Antonio Lucio Vivaldi (1678–1741) zählt zu den bedeutendsten italienischen Komponisten des Barock.

Im Alter von 25 Jahren erhielt Antonio Vivaldi die Priesterweihe, doch musste er den Beruf aus gesundheitlichen Gründen nach wenigen Jahren aufgeben. An einem Waisenhaus für Mädchen in Venedig verdiente er seinen Lebensunterhalt als Lehrer für Geige, Cello und Viola d’amore. Als er 1719 die Leitung des dortigen Orchesters übernahm, führte er dieses zu überregionaler Berühmtheit und lockte Besucher aus ganz Europa an.
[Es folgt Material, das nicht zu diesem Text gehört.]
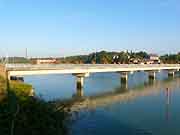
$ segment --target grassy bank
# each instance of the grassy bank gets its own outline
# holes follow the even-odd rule
[[[32,86],[0,77],[0,135],[63,135],[66,114],[55,105],[29,96]]]

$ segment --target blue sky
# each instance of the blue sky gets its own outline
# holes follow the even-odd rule
[[[180,51],[179,0],[0,0],[0,55]]]

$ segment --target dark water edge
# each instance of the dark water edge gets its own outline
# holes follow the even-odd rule
[[[75,78],[69,75],[25,78],[49,101],[71,100]],[[38,82],[37,82],[38,81]],[[155,82],[144,72],[129,77],[128,89],[119,74],[93,74],[85,81],[84,100],[76,102],[69,124],[72,135],[179,135],[180,78],[158,73]],[[88,101],[88,102],[87,102]],[[81,107],[83,106],[83,107]]]

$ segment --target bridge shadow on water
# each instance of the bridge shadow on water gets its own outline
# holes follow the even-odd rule
[[[166,78],[164,80],[149,80],[133,88],[127,88],[127,85],[121,85],[113,90],[100,93],[93,96],[84,96],[84,90],[78,89],[72,99],[64,101],[68,104],[67,110],[71,113],[72,122],[71,132],[73,135],[152,135],[150,129],[138,127],[130,123],[124,123],[114,117],[104,113],[96,112],[99,107],[108,107],[115,103],[124,103],[135,100],[136,98],[159,94],[164,91],[166,95],[166,119],[169,119],[170,92],[180,88],[180,78]],[[60,101],[61,102],[61,101]],[[56,101],[58,104],[58,101]],[[90,115],[90,116],[89,116]],[[81,128],[77,128],[81,127]],[[109,129],[109,130],[107,130]]]
[[[84,96],[83,88],[77,89],[77,92],[71,99],[56,100],[57,105],[63,102],[69,111],[80,109],[92,109],[98,106],[108,106],[113,103],[128,102],[138,97],[158,94],[161,90],[175,89],[180,87],[180,78],[166,78],[164,80],[149,80],[133,88],[128,88],[127,84],[123,84],[108,92],[96,94],[93,96]]]

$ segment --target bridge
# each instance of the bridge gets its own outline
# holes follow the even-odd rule
[[[157,95],[164,91],[166,95],[168,91],[173,91],[180,87],[180,78],[166,79],[163,81],[155,81],[143,84],[143,87],[136,86],[131,89],[116,88],[115,90],[109,90],[102,94],[90,96],[90,97],[75,97],[64,101],[67,104],[67,108],[70,111],[77,111],[81,109],[94,109],[99,106],[108,106],[113,103],[126,103],[130,102],[138,97],[144,97],[149,95]],[[168,90],[168,91],[167,91]],[[169,97],[167,97],[169,98]],[[56,101],[55,104],[61,109],[62,101]],[[166,104],[169,104],[167,99]]]
[[[77,78],[77,88],[82,88],[84,78],[91,73],[117,72],[120,73],[121,82],[127,83],[129,73],[145,71],[149,79],[156,78],[156,72],[167,70],[169,76],[174,76],[180,70],[180,64],[6,64],[0,66],[0,71],[6,71],[6,77],[44,74],[72,74]]]

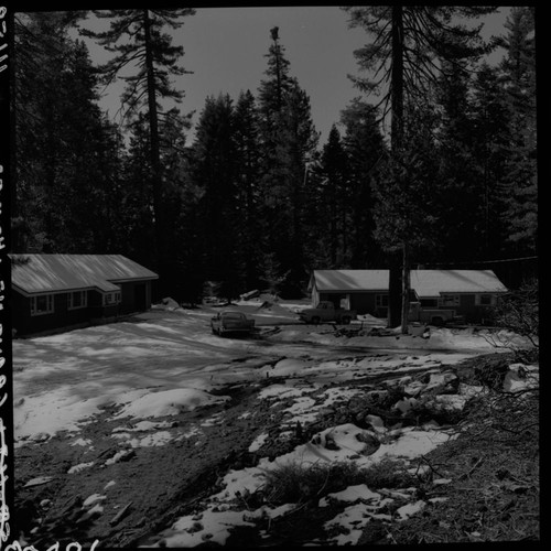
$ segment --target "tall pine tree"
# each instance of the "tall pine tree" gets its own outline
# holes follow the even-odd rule
[[[171,77],[186,71],[179,65],[184,51],[174,46],[172,37],[163,32],[165,26],[179,29],[183,18],[194,14],[191,8],[140,9],[96,12],[100,18],[109,18],[110,26],[105,32],[83,31],[94,37],[115,56],[100,67],[106,83],[116,78],[123,67],[136,67],[136,73],[121,76],[127,86],[122,101],[129,115],[147,114],[150,140],[150,185],[153,196],[153,222],[155,235],[155,263],[160,280],[170,276],[170,237],[164,227],[165,183],[161,163],[160,99],[181,101],[183,91],[175,89]]]
[[[259,114],[262,144],[263,217],[269,231],[268,260],[283,278],[281,291],[300,296],[309,267],[304,250],[306,163],[313,156],[315,131],[310,98],[296,78],[279,42],[279,29],[271,30],[267,78],[260,83]]]
[[[374,36],[372,42],[355,52],[355,55],[360,69],[370,71],[375,79],[356,77],[354,82],[368,94],[378,93],[385,86],[379,105],[383,106],[382,117],[391,115],[392,162],[400,168],[404,164],[401,160],[406,154],[404,148],[409,147],[403,140],[406,106],[421,108],[430,93],[430,83],[435,82],[437,72],[445,71],[434,60],[445,60],[463,67],[467,61],[476,60],[488,51],[480,40],[479,26],[469,30],[465,25],[452,23],[452,19],[485,15],[495,9],[395,4],[345,10],[350,14],[350,26],[360,26]],[[393,173],[397,177],[404,175],[400,169]],[[397,185],[400,188],[407,184],[397,182]],[[396,198],[399,202],[400,194]],[[392,226],[393,220],[387,223]],[[398,233],[400,228],[397,227]],[[395,326],[401,322],[401,331],[407,333],[410,259],[409,239],[403,234],[402,238],[404,240],[399,247],[401,261],[396,246],[389,250],[389,324]]]

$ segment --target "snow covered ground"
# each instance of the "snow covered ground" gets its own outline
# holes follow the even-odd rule
[[[278,323],[291,324],[300,304],[271,309],[239,306],[255,317],[262,331]],[[256,310],[255,313],[251,313]],[[276,310],[276,312],[273,312]],[[44,439],[58,431],[77,433],[107,406],[121,406],[121,414],[148,418],[171,408],[196,408],[210,403],[209,391],[228,382],[258,380],[269,376],[349,377],[367,364],[344,366],[327,357],[326,349],[292,346],[307,343],[434,350],[431,361],[460,360],[473,352],[493,352],[490,342],[477,334],[453,335],[453,329],[434,329],[429,339],[421,337],[335,337],[331,325],[284,325],[267,341],[269,348],[255,339],[220,338],[210,334],[213,310],[186,311],[154,309],[149,313],[109,325],[75,329],[51,336],[13,342],[15,441]],[[380,325],[380,321],[375,321]],[[450,354],[457,350],[453,357]],[[309,353],[309,358],[304,358]],[[264,369],[251,369],[250,363],[283,357],[284,361]],[[236,363],[237,358],[245,358]],[[403,364],[404,355],[369,365],[370,370],[391,369]],[[366,359],[370,363],[371,359]],[[415,366],[410,361],[410,366]],[[424,360],[423,360],[424,361]],[[268,363],[268,361],[267,361]],[[371,361],[372,364],[372,361]],[[347,369],[344,370],[343,368]]]
[[[281,426],[284,435],[298,422],[313,422],[324,408],[359,392],[346,386],[322,392],[327,380],[347,381],[386,374],[393,379],[397,374],[408,378],[420,369],[436,372],[443,363],[450,365],[474,354],[496,352],[495,337],[473,331],[432,329],[428,338],[426,334],[423,337],[422,328],[410,336],[337,336],[331,325],[298,324],[295,312],[301,306],[239,304],[256,320],[260,338],[212,335],[209,318],[216,309],[155,307],[115,324],[17,339],[13,343],[15,445],[43,442],[60,431],[72,434],[71,445],[89,445],[79,432],[105,408],[112,411],[112,420],[121,421],[121,426],[114,431],[115,440],[131,447],[166,445],[174,437],[188,435],[175,436],[170,422],[158,418],[222,403],[228,397],[214,390],[224,385],[258,382],[270,377],[278,379],[258,399],[274,404],[288,401],[285,423]],[[368,328],[381,323],[366,317],[350,327],[354,326]],[[506,338],[510,339],[510,335],[500,336],[501,341]],[[285,378],[284,383],[280,377]],[[469,390],[473,389],[463,389]],[[217,420],[204,420],[205,424],[208,422]],[[236,510],[233,505],[237,491],[255,491],[264,474],[277,466],[338,461],[355,461],[366,466],[389,456],[411,460],[454,437],[453,431],[434,425],[392,430],[375,415],[371,425],[371,433],[382,435],[385,442],[372,454],[364,453],[366,431],[348,423],[321,431],[310,442],[273,461],[263,457],[255,467],[230,471],[224,477],[225,489],[208,499],[201,522],[197,525],[197,518],[182,517],[160,534],[163,544],[193,547],[205,538],[224,543],[234,526],[249,526],[256,516],[276,518],[291,510],[293,504],[256,511]],[[326,446],[329,436],[334,450]],[[268,434],[251,439],[249,451],[261,451],[267,439]],[[82,463],[73,465],[71,472],[90,467],[91,464]],[[392,499],[367,487],[348,488],[331,497],[350,504],[332,521],[349,527],[347,536],[341,534],[332,541],[338,544],[357,542],[361,527],[380,515],[379,508]],[[365,507],[364,512],[358,512],[358,504],[368,505],[367,515]],[[320,507],[323,506],[321,503]],[[398,516],[407,518],[420,507],[422,504],[412,501]]]

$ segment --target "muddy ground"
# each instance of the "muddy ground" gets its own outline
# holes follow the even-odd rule
[[[485,355],[449,368],[442,366],[442,369],[452,369],[462,381],[480,383],[485,382],[483,379],[487,378],[488,374],[495,375],[500,369],[503,370],[505,363],[504,354]],[[409,375],[414,374],[410,371]],[[398,376],[402,377],[403,372]],[[327,388],[336,386],[374,390],[382,383],[382,379],[388,381],[389,378],[389,375],[386,374],[379,380],[374,377],[358,377],[345,382],[327,381],[315,393],[309,396],[315,398]],[[72,541],[77,541],[84,547],[90,545],[95,540],[99,540],[99,548],[133,548],[159,543],[162,545],[162,541],[159,541],[160,537],[156,534],[170,527],[181,516],[198,512],[202,499],[219,491],[222,477],[228,471],[253,466],[260,457],[274,458],[290,452],[296,445],[307,442],[315,432],[325,428],[346,422],[360,425],[360,413],[367,411],[366,404],[358,400],[336,402],[323,410],[314,425],[289,428],[291,430],[288,431],[287,437],[281,437],[282,426],[285,424],[283,410],[289,403],[281,400],[274,407],[272,401],[258,399],[258,393],[262,388],[276,382],[284,382],[284,379],[279,381],[269,378],[255,383],[227,386],[219,389],[220,395],[230,397],[225,403],[181,412],[177,415],[156,418],[156,431],[186,435],[177,441],[171,441],[168,445],[127,446],[123,447],[127,454],[121,455],[119,453],[121,446],[114,442],[112,437],[114,429],[120,430],[121,422],[112,420],[114,411],[105,410],[95,419],[95,422],[83,426],[79,434],[79,439],[83,439],[79,440],[80,443],[76,442],[72,434],[58,433],[44,442],[25,443],[18,447],[15,450],[17,504],[14,517],[23,541],[33,544],[36,549],[46,549],[55,542],[64,545]],[[386,410],[385,404],[379,403],[371,411],[383,419],[386,418],[386,421],[392,421],[392,417],[396,417],[397,413],[390,409],[389,403],[387,403]],[[480,404],[477,407],[482,408]],[[437,461],[434,460],[434,464],[439,464],[439,476],[450,475],[452,471],[457,468],[464,468],[465,472],[468,472],[476,463],[476,460],[474,463],[467,462],[468,468],[462,463],[464,461],[462,456],[472,455],[469,443],[478,445],[476,440],[468,436],[468,431],[473,431],[468,419],[469,417],[475,419],[476,414],[476,409],[466,408],[462,415],[440,420],[441,423],[447,421],[449,424],[456,425],[457,430],[465,432],[465,435],[460,440],[463,442],[462,446],[457,447],[456,443],[449,446],[445,444],[435,451],[435,457],[440,457]],[[417,421],[419,422],[419,420]],[[414,421],[410,420],[409,422],[413,423]],[[134,424],[129,421],[130,433],[134,428]],[[149,431],[149,433],[151,432]],[[268,433],[269,439],[258,451],[249,452],[251,442],[261,433]],[[515,501],[517,505],[519,499],[523,500],[522,508],[528,515],[526,518],[522,517],[522,522],[519,521],[518,526],[521,526],[521,532],[517,527],[517,532],[520,533],[519,538],[523,539],[538,537],[539,484],[536,480],[537,471],[529,467],[529,464],[533,467],[539,458],[536,433],[537,428],[532,426],[529,436],[525,434],[526,445],[521,450],[515,452],[515,446],[505,449],[509,454],[505,465],[508,466],[509,472],[514,471],[509,460],[514,460],[510,454],[515,452],[522,454],[523,465],[531,473],[530,475],[523,473],[525,478],[528,476],[531,478],[522,486],[522,491],[519,491],[518,488],[516,493],[511,490],[512,496],[517,498]],[[147,434],[136,431],[136,435],[139,437],[144,437]],[[506,431],[504,434],[510,436]],[[85,442],[87,443],[80,445]],[[446,446],[452,449],[453,445],[455,445],[454,453],[446,456],[449,453]],[[504,449],[501,449],[501,453],[505,453]],[[478,456],[475,454],[475,457]],[[518,469],[518,460],[515,461],[517,461],[515,468]],[[93,466],[68,474],[72,466],[91,462]],[[493,476],[499,468],[496,462],[499,462],[498,454],[495,455],[493,462]],[[486,462],[486,464],[488,463]],[[505,466],[501,465],[504,468]],[[456,478],[461,479],[461,473],[455,474]],[[474,474],[477,473],[473,471],[468,478],[471,479]],[[37,477],[44,478],[36,480]],[[34,480],[33,484],[25,486],[30,480]],[[112,484],[114,482],[115,484]],[[503,479],[496,482],[499,483]],[[420,480],[418,490],[424,491],[423,487],[423,483]],[[454,488],[454,486],[449,487],[445,491],[449,494],[456,491],[455,503],[465,503],[465,507],[468,508],[472,497],[464,501],[467,497],[465,490]],[[108,497],[105,507],[96,512],[89,503],[85,503],[86,498],[94,495]],[[493,497],[496,496],[493,495]],[[499,499],[501,498],[503,491],[499,494]],[[487,501],[489,497],[486,496]],[[259,504],[250,503],[248,505],[253,509]],[[486,505],[486,510],[489,511],[489,515],[493,509],[489,501],[488,505]],[[508,510],[514,506],[509,505]],[[268,537],[264,536],[260,540],[258,530],[239,528],[234,531],[228,540],[228,545],[289,545],[312,541],[323,537],[324,521],[334,517],[342,508],[342,506],[339,509],[338,505],[332,505],[322,511],[305,503],[292,515],[284,516],[271,523],[268,527]],[[422,533],[434,534],[432,541],[441,541],[446,534],[453,532],[450,531],[450,527],[454,526],[453,515],[457,515],[457,511],[462,509],[461,507],[456,508],[453,514],[450,512],[451,509],[443,508],[442,510],[444,512],[441,514],[441,517],[439,517],[437,511],[433,511],[435,517],[430,519],[430,526],[424,527],[422,531]],[[421,517],[423,522],[426,520],[425,517],[426,515]],[[510,511],[509,518],[512,518]],[[499,517],[495,525],[500,522],[507,528],[506,520]],[[400,523],[396,528],[396,532],[395,530],[389,532],[388,525],[372,522],[365,531],[361,543],[412,542],[415,538],[419,539],[419,533],[421,533],[415,529],[408,532],[408,526],[414,526],[414,522],[419,522],[419,519]],[[455,534],[456,541],[464,541],[462,538],[466,541],[477,541],[476,538],[473,539],[468,534],[473,532],[482,534],[480,526],[476,525],[475,529],[467,525],[468,522],[463,520],[463,528],[457,529]],[[511,529],[506,528],[499,531],[494,527],[490,539],[508,539]],[[396,536],[392,536],[395,533]],[[439,537],[437,533],[441,536]],[[423,541],[426,541],[426,538]],[[482,540],[484,540],[484,536],[482,536]],[[205,545],[208,545],[208,541],[205,541]]]

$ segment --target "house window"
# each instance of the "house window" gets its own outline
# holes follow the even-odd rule
[[[69,293],[69,310],[84,309],[88,305],[88,293],[86,291],[74,291]]]
[[[420,301],[421,307],[424,309],[435,309],[439,306],[437,299],[421,299]]]
[[[54,295],[43,294],[31,298],[31,315],[51,314],[54,311]]]
[[[476,295],[476,304],[478,306],[493,306],[494,305],[494,296],[491,294],[477,294]]]
[[[388,307],[388,294],[376,294],[375,305],[379,307]]]
[[[104,294],[104,306],[112,306],[120,303],[120,291]]]
[[[458,294],[443,294],[439,300],[439,306],[458,306],[460,295]]]

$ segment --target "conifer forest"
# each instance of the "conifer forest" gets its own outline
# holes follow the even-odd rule
[[[325,142],[277,26],[258,87],[192,114],[173,36],[194,9],[14,13],[13,252],[125,255],[160,276],[158,300],[187,304],[209,282],[299,298],[333,268],[390,268],[398,316],[409,268],[520,285],[537,257],[534,9],[511,8],[490,41],[494,8],[343,10],[365,46]],[[114,120],[99,98],[117,79]]]

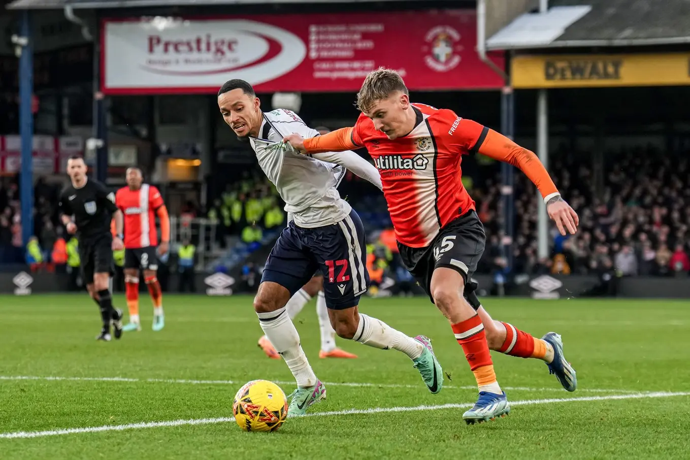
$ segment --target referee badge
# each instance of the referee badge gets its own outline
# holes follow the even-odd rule
[[[86,201],[84,203],[84,209],[86,210],[86,212],[88,214],[96,214],[96,202]]]

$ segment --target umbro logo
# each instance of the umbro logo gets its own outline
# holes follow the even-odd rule
[[[207,295],[232,295],[233,290],[230,286],[235,284],[235,278],[225,273],[217,272],[206,277],[204,282],[210,286],[206,288]]]
[[[558,299],[560,296],[558,289],[563,283],[546,274],[535,278],[529,282],[529,286],[537,292],[532,293],[533,299]]]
Der Venezianer komponierte in diesem Rahmen die meisten seiner Violinkonzerte, darunter die weltberühmten Die vier Jahreszeiten / Le quattro stagioni. Daneben versuchte sich Vivaldi auch als Komponist von Opern. Der Erfolg blieb aber aus, weswegen er wohl Venedig 1740 verließ, um stattdessen sein Glück in Wien zu versuchen. Dort verstarb er jedoch nur 10 Monate nach seiner Ankunft.

Das Werk von Vivaldi geriet nach dessen Tod lange Zeit in Vergessenheit. Erst 1926 begannen Nachforschungen, wonach sukzessive 75 Psalm-Vertonungen, Motetten oder Solo-Kantaten gefunden wurden.